Following a search that saw applications from as far afield as the USA, Nigeria and the Netherlands, we’re pleased to announce Annabelle Smith as the winner of the third Leach Pottery apprentice funded by the Seasalt bursary! We caught up with Annabelle to find out a bit more about her, and how she’s feeling about starting her apprenticeship at the Leach Pottery.
How did you feel when you found out you’d been selected as the next apprentice?
When I received the call to say I had made it, I instantly felt relief – it’s my dream come true! Since I finished university I knew I wanted to be a production potter, and when I heard about the apprenticeship, I knew it would be the ideal start to my career. I applied as soon as the applications were open. This is the opportunity of a lifetime for me….I couldn’t ask for more.
Where are you from?
I have always lived in the south west of England, and in Cornwall for the last seven years.
How old are you?
How did you find the interview process?
I had all summer to look forward to this so I was really nervous! My interview days had ups and downs, but I kept battling through. The Leach studio potters are really friendly and inclusive, so the relaxed atmosphere made the practical tests go relatively smoothly. Being at the start of my career you never really know if what you are doing is right, but that’s what makes it exciting because you are learning and discovering the whole time.

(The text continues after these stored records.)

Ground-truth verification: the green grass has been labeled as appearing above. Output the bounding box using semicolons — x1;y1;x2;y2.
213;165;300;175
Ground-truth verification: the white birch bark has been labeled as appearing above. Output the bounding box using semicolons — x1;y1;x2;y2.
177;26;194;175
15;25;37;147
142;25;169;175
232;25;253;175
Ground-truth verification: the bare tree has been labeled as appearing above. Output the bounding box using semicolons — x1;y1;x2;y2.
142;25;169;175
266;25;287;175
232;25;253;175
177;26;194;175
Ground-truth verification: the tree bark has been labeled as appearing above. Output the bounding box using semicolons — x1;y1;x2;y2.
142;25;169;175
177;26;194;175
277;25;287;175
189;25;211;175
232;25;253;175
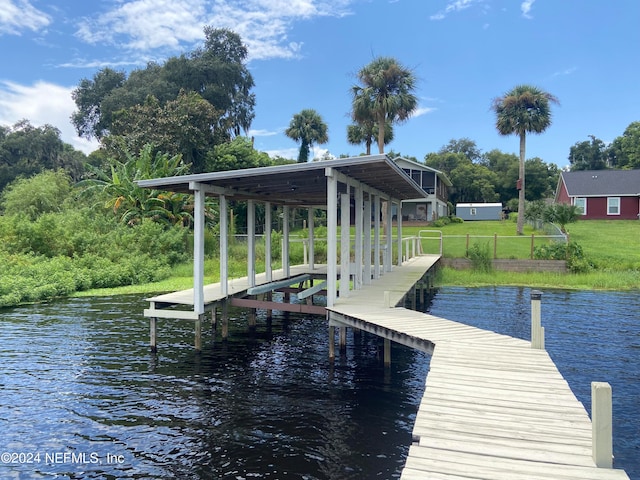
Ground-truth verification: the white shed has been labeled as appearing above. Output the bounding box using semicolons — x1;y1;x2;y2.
456;203;502;220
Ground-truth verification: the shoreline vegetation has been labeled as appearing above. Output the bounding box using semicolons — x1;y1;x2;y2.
73;220;640;297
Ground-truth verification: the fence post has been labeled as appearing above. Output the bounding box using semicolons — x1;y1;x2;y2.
591;382;613;468
531;233;535;260
531;290;544;350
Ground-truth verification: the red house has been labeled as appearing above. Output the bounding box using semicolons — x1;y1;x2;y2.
555;170;640;220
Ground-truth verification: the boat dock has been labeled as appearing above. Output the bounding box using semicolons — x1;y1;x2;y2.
328;256;629;480
138;155;628;480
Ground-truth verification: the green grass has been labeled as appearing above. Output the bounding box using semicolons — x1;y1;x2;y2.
76;220;640;296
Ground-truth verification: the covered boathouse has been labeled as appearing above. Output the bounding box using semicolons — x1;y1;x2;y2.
138;155;427;349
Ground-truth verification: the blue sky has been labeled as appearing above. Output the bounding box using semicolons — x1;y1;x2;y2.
0;0;640;167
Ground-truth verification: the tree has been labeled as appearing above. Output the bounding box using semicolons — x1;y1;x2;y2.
351;57;418;154
77;145;193;226
569;135;607;171
103;91;220;173
609;122;640;168
72;27;255;143
492;85;558;235
347;122;393;155
0;120;86;190
206;137;272;172
284;108;329;163
438;137;482;162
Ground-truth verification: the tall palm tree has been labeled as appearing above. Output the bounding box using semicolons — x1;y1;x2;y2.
351;57;418;153
347;122;393;155
284;108;329;163
491;85;559;235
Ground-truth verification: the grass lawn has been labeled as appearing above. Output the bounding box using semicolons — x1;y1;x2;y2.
76;220;640;296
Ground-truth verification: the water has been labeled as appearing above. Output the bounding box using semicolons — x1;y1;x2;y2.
429;287;640;480
0;296;429;479
0;288;640;480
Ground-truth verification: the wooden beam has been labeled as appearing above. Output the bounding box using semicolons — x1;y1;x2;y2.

This is an outstanding opportunity to learn with The Leach Pottery traditions, which have benefited so many potters working today
You had to bring something you’d made and were really proud of to the interview, what item did you bring with you to talk about and why?
I decided to bring a small faceted jar that I made earlier this year. I designed it having read Lucy Rie’s book on her personal work. I made the lid domed with a slight spiral to contrast with the straight lines of the facets. I used a black Tenmoku glaze that breaks into a milk chocolate colour on the edges. The inside is an ash green jewel-like colour, which brightens up the piece. I chose this because it was one of the most difficult pieces I have made so far, and it’s the kind of thing that I would like to make in the future.
How did you get into pottery?
The school I was at when I was 12 had a fantastic art, design and technology facility. After my first lesson in ceramics, I was in love! Later at university, I tried my hand at woodwork, photography, print-making and metalwork. They had a kiln but no wheel but eventually, in my third year a wheel arrived, and I’ve never looked back.
Being at the start of my career you never really know if what you are doing is right, but that’s what makes it exciting because you are learning and discovering the whole time.
What appeals most about a career in pottery?
The process of designing and making beautiful but utilitarian domestic pieces for others to use sparks joy in me. I have always been practical and enjoyed working with my hands, so pottery is the perfect path for me, as it encompasses everything I love.
What are you most looking forward to at Leach?
I am looking forward to developing my practice as a professional, artist-maker in production throwing and design. This is an outstanding opportunity to learn with The Leach Pottery traditions, which have benefited so many potters working today. I cannot wait to be living in St Ives. I love the galleries, the colours of the sea and the live music nights every week.
Whose work are you inspired by?
Phil Rogers’ use of line is delicate and purposeful which pulls the overall piece together.
Clive Bowen, as his simple brushwork accentuates the design of the whole piece.
Svend Bayer throws feminine forms in a masculine way. They are majestic, strong and confident pots.
Antoni Gaudi. I love the way nature informs his designs and sometimes pairs that with playful, lighthearted, bright colours.
The bursary forms part of Seasalt’s pioneering, new campaign, The Modern Creatives Project, which encourages the idea of living a simple and creative life.